Dührsen,
Annemarie: Ein Jahrhundert psychoanalytische Bewegung in Deutschland. Vandenhoeck & Ruprecht, Göttingen 1994
Annemarie Dührssen war wesentlich daran beteiligt, daß psychotherapeutische
Leistungen in den Katalog der gesetzlichen Krankenkassen aufgenommen wurden.
Wesentlich trug dazu eine am „Zentralinstitut für psychogene Erkrankungen der
Versicherungsanstalt Berlin“ durchgeführte katamnestische Untersuchung bei, in
der die Effektivität psychoanalytischer Behandlungen gezeigt werden
konnte.
Die Mitteilungen zum Erfolg ihrer Bemühungen und zu den zu überwindenden
Schwierigkeiten scheinen fast den Anlaß abzugeben, wieso sich Dührssen mit dem
„Jahrhundert psychoanalytischer Bewegung in Deutschland“ befaßt.
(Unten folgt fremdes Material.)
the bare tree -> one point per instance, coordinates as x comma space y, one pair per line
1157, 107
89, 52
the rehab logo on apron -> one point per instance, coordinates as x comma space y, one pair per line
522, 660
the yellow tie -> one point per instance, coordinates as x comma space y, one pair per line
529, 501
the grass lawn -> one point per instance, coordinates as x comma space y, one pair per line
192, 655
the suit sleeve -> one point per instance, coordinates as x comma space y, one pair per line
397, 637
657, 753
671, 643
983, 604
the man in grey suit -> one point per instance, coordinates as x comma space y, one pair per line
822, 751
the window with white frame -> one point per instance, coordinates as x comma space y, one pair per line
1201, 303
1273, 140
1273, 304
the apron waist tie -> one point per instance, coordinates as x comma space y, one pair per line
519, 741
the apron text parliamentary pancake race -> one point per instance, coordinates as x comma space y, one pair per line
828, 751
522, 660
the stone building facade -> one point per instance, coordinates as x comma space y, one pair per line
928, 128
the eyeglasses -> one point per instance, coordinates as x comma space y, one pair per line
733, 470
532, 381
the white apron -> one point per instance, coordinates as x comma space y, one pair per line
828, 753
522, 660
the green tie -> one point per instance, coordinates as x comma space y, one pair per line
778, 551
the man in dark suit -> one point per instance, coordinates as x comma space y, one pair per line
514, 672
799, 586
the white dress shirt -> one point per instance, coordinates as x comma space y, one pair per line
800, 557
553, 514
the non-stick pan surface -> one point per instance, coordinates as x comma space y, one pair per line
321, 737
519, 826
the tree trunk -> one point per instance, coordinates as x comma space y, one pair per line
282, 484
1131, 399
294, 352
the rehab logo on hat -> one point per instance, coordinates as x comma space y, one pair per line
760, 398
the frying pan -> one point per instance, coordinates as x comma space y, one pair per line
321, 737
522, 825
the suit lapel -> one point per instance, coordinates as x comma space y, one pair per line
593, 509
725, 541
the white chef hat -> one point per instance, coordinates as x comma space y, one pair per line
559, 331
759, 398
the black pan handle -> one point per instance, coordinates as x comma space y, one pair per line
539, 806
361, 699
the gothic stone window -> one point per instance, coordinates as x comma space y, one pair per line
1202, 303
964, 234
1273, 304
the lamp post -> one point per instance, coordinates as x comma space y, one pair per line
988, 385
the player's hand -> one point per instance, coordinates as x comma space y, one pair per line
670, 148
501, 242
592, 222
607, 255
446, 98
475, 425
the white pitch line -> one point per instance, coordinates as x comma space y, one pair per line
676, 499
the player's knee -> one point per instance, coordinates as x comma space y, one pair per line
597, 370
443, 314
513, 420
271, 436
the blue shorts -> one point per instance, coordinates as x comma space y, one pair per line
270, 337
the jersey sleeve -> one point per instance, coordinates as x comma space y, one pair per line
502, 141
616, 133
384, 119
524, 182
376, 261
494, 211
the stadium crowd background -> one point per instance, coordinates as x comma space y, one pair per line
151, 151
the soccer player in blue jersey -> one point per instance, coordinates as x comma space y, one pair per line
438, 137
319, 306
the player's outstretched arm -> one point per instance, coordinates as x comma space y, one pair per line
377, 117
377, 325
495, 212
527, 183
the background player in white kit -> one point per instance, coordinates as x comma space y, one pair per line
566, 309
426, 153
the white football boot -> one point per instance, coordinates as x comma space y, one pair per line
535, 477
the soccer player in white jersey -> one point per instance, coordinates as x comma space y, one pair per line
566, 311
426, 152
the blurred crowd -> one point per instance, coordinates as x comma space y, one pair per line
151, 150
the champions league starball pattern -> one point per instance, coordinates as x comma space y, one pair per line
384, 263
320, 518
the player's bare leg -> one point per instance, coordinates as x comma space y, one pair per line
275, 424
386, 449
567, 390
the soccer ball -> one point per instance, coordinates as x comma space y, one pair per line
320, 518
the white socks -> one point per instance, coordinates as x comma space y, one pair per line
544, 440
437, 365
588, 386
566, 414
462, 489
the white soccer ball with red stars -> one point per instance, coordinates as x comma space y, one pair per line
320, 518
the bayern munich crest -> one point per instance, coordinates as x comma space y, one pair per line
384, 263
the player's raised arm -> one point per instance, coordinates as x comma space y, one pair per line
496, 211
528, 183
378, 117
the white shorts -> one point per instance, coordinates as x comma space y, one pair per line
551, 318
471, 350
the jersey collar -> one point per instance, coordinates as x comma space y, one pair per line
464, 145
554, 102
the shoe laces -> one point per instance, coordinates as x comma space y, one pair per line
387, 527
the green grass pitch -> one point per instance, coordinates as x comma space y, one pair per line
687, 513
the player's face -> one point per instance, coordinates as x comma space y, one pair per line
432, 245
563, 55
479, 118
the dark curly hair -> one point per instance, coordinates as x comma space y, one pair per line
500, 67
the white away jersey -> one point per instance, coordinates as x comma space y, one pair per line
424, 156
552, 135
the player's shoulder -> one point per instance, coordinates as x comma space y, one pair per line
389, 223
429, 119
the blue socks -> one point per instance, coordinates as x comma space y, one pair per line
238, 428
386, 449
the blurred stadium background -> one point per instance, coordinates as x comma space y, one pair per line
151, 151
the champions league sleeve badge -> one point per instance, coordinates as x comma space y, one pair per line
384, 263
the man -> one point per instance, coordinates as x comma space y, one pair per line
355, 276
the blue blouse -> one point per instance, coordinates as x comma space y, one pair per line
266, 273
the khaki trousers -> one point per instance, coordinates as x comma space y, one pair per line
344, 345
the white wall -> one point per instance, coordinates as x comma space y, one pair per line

Denn in ihrer
Schilderung dominieren die Querelen unter den Psychoanalytikern und den diversen
Vereinigungen im deutschsprachigen Raum. Sie versucht dem Grunde nach zu zeigen,
daß sowohl machtpolitische also auch persönliche Engen wesentlich an der
Verhinderung wissenschaftlichen Fortschritts beteiligt sind. So haben nicht nur
die Neuerungen der frühen psychoanalytischen Dissidenten (Adler, Stekel, Jung,
Ferenczi und Rank) inzwischen Eingang in die psychoanalytische Theorie und
Behandlung gefunden, vielmehr tauchen sie als wunderbare Neufunde auf, an denen
den Pionieren kein Anteil mehr zugebilligt wird. Besonders Adler, Ferenczi und
Rank wurden - und werden - als Steinbrüche benutz. Ein krasses Beispiel aus den
Anfängen der psychoanalytischen Bewegung schreibt Dührssen Anna Freud zu, die in
ihrer Theorie von den Abwehrmechanismen die „Identifikation mit dem Aggressor“
bei Ferenczi abgekupfert habe und als eigene Entdeckung ausgab.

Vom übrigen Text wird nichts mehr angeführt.